«У Пушкина, кроме Пугачевского бунта, найдутся еще другие произведения, в которые история входит и вносит свои вспомогательные силы. Возьмите, например, главы, к сожалению, не конченого романа: «Арап Петра Великого». Как живо и верно обрисованы легкие очерки Петра и современного и, так сказать, насильственно создаваемого им общества. Как увлекательно и могущественно переносят они читателя в эту эпоху. Истории прагматической, истории политической, учебной истории здесь нет. Здесь мимоходом только, так сказать, случайные прикосновения к истории. Но сколько нравственной, художественной истины в этих прикосновениях. Это дополнительные и объяснительные картины к тексту истории. Петр выглядывает, выходит из них живой. Встреча его с любимым Ибрагимом в Красном Селе, где, уведомленный о приезде, ждет его со вчерашнего дня, может быть, и даже вероятно, не исторически верна, но – что важнее того – она характеристически верна. Этого не было, но оно могло быть; оно согласно с характером Петра, с нетерпеливостью и пылкостью его, с простотою его обычаев и нрава. То же можно сказать об аудиенции, которую Петр на мачте нового корабля дает приезжему из Парижа молодому К.

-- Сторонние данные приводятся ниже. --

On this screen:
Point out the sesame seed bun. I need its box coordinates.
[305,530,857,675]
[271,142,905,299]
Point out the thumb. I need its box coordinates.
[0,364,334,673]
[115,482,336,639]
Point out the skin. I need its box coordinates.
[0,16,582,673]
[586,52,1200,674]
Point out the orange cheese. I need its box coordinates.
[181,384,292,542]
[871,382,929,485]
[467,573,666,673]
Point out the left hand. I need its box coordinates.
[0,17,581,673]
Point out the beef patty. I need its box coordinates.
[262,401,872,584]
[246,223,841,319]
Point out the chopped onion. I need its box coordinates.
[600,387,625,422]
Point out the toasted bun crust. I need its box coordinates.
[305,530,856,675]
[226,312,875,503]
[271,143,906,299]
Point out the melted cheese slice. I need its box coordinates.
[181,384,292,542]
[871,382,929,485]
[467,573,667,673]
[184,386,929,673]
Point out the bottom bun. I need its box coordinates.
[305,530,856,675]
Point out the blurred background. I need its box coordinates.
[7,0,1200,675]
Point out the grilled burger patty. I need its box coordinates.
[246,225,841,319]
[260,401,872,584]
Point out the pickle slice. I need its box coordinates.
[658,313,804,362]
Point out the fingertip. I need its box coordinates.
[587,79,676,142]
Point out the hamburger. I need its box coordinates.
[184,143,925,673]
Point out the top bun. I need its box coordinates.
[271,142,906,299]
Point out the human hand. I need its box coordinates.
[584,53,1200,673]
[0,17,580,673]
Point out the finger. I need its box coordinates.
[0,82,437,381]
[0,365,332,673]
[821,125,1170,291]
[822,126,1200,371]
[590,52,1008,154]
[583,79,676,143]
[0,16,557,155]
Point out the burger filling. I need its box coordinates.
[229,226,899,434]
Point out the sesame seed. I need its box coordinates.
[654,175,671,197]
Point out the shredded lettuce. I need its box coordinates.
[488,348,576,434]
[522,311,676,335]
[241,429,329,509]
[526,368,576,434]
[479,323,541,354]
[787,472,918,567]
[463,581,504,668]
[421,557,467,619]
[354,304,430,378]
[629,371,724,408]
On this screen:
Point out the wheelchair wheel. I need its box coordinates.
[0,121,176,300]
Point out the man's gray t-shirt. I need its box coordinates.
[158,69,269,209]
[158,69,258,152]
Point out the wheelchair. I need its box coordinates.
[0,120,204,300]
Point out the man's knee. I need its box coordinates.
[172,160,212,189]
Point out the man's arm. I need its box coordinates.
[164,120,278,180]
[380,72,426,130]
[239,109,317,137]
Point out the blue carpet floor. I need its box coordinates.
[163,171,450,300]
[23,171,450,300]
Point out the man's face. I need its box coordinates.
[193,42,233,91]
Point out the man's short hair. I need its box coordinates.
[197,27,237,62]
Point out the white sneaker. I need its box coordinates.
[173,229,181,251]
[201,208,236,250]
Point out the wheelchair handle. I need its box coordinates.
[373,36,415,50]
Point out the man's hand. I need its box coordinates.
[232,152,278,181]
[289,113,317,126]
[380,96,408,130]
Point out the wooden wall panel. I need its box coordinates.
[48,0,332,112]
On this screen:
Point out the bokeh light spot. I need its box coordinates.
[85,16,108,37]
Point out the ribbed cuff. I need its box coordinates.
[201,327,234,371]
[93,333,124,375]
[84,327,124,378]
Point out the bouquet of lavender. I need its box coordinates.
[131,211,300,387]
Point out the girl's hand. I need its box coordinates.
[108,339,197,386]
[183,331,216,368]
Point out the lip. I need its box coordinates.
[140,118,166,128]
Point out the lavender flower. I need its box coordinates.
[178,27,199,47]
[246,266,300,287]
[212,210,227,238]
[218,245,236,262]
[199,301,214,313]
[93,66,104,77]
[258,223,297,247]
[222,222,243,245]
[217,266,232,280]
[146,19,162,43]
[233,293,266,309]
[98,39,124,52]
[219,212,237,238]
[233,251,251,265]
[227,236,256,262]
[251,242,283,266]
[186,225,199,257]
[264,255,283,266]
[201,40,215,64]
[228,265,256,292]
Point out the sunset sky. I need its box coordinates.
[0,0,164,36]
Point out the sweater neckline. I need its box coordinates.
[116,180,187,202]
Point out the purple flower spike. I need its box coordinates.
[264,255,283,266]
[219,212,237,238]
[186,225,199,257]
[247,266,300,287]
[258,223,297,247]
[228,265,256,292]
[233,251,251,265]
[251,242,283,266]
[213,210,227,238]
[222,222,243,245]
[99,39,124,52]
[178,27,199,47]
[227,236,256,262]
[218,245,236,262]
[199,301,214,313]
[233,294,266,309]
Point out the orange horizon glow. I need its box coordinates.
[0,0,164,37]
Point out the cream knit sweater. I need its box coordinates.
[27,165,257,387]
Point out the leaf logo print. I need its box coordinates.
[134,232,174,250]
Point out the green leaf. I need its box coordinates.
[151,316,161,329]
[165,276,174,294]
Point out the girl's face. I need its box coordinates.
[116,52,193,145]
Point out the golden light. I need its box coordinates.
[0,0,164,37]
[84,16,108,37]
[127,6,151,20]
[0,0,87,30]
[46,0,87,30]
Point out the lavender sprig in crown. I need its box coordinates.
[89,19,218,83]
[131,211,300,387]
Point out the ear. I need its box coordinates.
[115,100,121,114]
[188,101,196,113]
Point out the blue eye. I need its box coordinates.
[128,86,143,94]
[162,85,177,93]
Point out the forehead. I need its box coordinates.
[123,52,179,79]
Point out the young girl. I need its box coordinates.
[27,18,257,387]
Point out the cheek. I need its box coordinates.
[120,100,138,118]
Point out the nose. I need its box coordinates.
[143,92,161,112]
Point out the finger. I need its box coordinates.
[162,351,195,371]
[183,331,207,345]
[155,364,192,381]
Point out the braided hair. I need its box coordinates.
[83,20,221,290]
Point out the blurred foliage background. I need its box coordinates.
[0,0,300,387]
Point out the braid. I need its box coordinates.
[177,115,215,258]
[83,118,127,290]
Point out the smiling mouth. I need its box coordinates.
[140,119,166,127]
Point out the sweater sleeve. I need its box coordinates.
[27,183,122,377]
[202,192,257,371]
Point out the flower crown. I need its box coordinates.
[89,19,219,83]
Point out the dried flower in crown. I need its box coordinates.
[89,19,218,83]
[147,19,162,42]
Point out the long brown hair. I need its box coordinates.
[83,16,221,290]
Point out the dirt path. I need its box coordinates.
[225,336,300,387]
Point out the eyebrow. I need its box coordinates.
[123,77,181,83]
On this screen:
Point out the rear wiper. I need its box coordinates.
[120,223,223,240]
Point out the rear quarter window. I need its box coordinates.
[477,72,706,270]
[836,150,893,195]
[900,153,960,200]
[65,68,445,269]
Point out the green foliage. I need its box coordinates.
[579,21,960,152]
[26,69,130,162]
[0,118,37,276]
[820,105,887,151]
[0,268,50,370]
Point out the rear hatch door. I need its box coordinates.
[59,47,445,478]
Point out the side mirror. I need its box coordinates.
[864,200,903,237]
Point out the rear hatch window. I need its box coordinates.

Тут нет ни одной черты, которая изменила бы очертанию и краскам современного быта; нет ни единого слова, которое звучало бы неуместно и фальшивою нотою. Везде верный колорит, везде верный диапазон. А неожиданный приезд Петра к Гавриле во время самого обеда и в самый разгар сетований о старом времени и укоризны на новые порядки. Сватовство дочери хозяина за любимого им арапа, которое он принял на себя: все это живые картины, а потому и верные». Далее у Вяземского слышится полемика с русскими «подражателями» Вальтеру Скотту: «Где нет верности, там нет и жизни, а одна подделка под жизнь, то есть именно то, что часто встречается в новейших романах, за исключением английских. Англичане такой практический народ, что и романы их практические. Даже и в вымысле держатся они того, что есть или быть может.
Оставляем в стороне прелесть романического рассказа, также живого отголоска того, что есть и быть могло. Здесь имеем в виду одни свойства будущего историка, одни попытки, в которые он умел схватить, так сказать мимоходом, несомненные приметы исторического лица, что, впрочем, доказал он и прежде в изображениях своих Бориса Годунова, Дмитрия Самозванца, Марины, Шуйского»[456].
Вяземский, между прочим, одним из первых среди критиков «Арапа Петра Великого» увидел эту преемственность, связь между исторической драмой Пушкина и его неоконченным историческим романом.